けれど、怒りの炎までは、簡単に消えはしなかった。いくらリュカが、怯えた顔をしていたとしても。

 

「リュカは生まれた環境、地位を変えることができる力があるの? 努力しても、何をしても変えることができないものを非難したり、蔑んだりするのは、最低なことよ!」

 

上にいる奴が何を言う、と思うだろう。けれど、上にいる者だからこそ言えることだった。生粋の貴族ではない私だからこそ。

 

平民のリュカは、貴族から同じようなことを言われるだろう。それなのに、孤児だからとエリアスを蔑むなんて。そっちの方が酷いわ。

 

「お嬢様、僕は……」

 

リュカが、私に触れようと手を伸ばす。けれど、エリアスが私を制した手で、払い落とした。

 

「行きましょう、お嬢様。

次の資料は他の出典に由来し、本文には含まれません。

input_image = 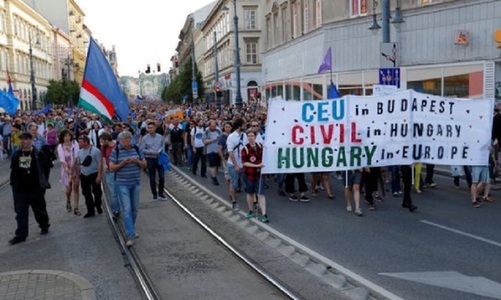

あんなのは放っておいて」

「……うん」

 

今のリュカはエリアスに嫉妬して、おかしくなっているだけだと、そう思うことにした。マリアンヌの中のリュカは、そんなことを言う人ではなかったから。

 

攻略対象者だからか、簡単にヒロインを好きになってしまうのだろうか。エリアスがそうだったように、リュカもすでにそうなのかもしれない。

 

私はエリアスに促されて、扉の方へ歩いていった。